Aside from the obvious scale advantages of AT&T Comcast Corp. — which, once combined, will have 22 million subscribers — the merger could bring more confidence into the sector if it can show other advantages, Greenfield said.
"Comcast is getting to a size in the distribution end of the equation where they can leverage that distribution very opportunistically up the value chain, creating cable networks, creating new types of programming entities to even further leverage the ability to control content," Greenfield said. "To me, that's what you're seeing now, and that's what may affect valuations over the next 12 to 18 months."

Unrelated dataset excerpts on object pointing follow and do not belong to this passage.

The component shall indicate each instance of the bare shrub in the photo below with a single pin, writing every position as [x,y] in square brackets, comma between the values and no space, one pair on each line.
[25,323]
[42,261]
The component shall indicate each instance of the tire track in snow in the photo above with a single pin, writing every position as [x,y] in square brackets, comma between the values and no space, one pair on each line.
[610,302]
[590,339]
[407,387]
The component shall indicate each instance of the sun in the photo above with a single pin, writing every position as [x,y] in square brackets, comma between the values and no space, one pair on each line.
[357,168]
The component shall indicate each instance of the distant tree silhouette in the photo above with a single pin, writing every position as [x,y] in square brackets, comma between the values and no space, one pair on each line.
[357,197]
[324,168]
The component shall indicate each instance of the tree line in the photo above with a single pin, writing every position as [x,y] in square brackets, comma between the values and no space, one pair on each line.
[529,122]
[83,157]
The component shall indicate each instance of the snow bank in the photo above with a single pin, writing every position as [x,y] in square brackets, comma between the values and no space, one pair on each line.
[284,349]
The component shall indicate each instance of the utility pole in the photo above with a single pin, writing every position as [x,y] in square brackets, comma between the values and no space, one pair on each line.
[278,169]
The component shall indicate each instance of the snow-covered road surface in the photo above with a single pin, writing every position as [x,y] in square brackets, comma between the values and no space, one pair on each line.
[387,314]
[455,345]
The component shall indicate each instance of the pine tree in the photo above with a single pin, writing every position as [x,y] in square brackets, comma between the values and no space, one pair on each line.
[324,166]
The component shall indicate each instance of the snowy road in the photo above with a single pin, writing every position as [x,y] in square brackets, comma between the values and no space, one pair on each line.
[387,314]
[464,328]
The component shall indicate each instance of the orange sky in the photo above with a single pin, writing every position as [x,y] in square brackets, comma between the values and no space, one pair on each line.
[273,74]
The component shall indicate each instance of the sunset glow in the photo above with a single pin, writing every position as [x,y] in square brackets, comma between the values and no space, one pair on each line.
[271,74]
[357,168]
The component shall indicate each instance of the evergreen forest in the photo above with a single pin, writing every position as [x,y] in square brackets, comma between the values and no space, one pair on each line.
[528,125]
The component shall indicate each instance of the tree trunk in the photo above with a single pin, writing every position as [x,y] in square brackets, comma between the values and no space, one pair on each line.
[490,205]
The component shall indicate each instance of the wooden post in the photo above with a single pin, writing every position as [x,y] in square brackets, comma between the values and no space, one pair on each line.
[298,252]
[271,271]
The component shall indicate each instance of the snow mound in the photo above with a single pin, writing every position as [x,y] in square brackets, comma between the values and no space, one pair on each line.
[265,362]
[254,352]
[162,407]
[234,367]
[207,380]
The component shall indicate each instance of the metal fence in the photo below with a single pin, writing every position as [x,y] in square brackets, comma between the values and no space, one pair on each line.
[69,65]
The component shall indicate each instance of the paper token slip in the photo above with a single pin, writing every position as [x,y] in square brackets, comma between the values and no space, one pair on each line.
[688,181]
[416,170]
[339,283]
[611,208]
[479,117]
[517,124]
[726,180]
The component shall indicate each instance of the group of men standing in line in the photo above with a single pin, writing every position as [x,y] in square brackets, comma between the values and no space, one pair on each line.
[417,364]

CIBC World Markets cable and satellite analyst Jeff Wlodarczak agreed that the AT&T-Comcast merger would be critical to the rest of the industry. Although the consolidation wave that most industry pundits predicted in the wake of that deal hasn't materialized, he added, it could after AT&T Comcast starts showing quantifiable results.
"For more consolidation to happen, Comcast is going to have to demonstrate that size matters," Wlodarczak said.
Though there has been some speculation regarding Adelphia Communications Corp. — under fire since it revealed $2.3 billion in off-balance sheet debt — may be a takeover target, Wlodarczak said he does not expect deals to be made prior to the AT&T-Comcast closing.
STOCKS OFF 30%
Even with another wave of consolidation, shares in the nine publicly traded MSOs are down about 30 percent this year, mainly over slowing digital and data subscriber growth.
For instance, Wlodarczak said that Comcast provided guidance earlier this year that data additions would be flat-to-down.
"What you saw from growth-fund managers is, 'Comcast is 80 percent data-penetrated, how in the world could you have a slowdown?' " he said.
Exacerbating the situation was the overall malaise in the market and concerns about accounting issues that have forced cable operators to provide more detailed information about off-balance-sheet entities and supplier relationships.
"The stocks are getting absolutely killed," Wlodarczak said. "I don't see the stocks doing much for the next two quarters."
It would take at least two consecutive quarters of digital and data subscriber growth to lift cable stocks out of the doldrums, he added.
Steamer Capital Corp. partner John Tinker put the current situation for cable stocks in more blunt terms.
"It was a huge party, it was a great party," Tinker said. "Now we're going through the hangover."
Problems in the industry have yet to affect the entire sector, he added. "Wall Street is shooting companies as problems come up."
Tinker believes added concerns stem from a slowdown in basic subscriber growth. Unlike past 1 percent to 1.5 percent growth rates, most MSOs now forecast basic-growth rates below 1 percent.
That raises questions about the overall health of the cable business, Tinker said.
"Satellite is picking up nine out of 10 new subscribers, a lot of them in larger markets," Tinker said. "They are still taking away subscribers from spaces where the cable guys should be strong. That begs the question of, 'How strong is the core business?' "
But Greenfield said basic-subscriber growth was not as important as it once was because of the new, higher-margin services that cable operators are able to sell to their existing base.
"Pricing for new services can make up the difference, as long as basic-subscriber growth is at a certain level," Greenfield said.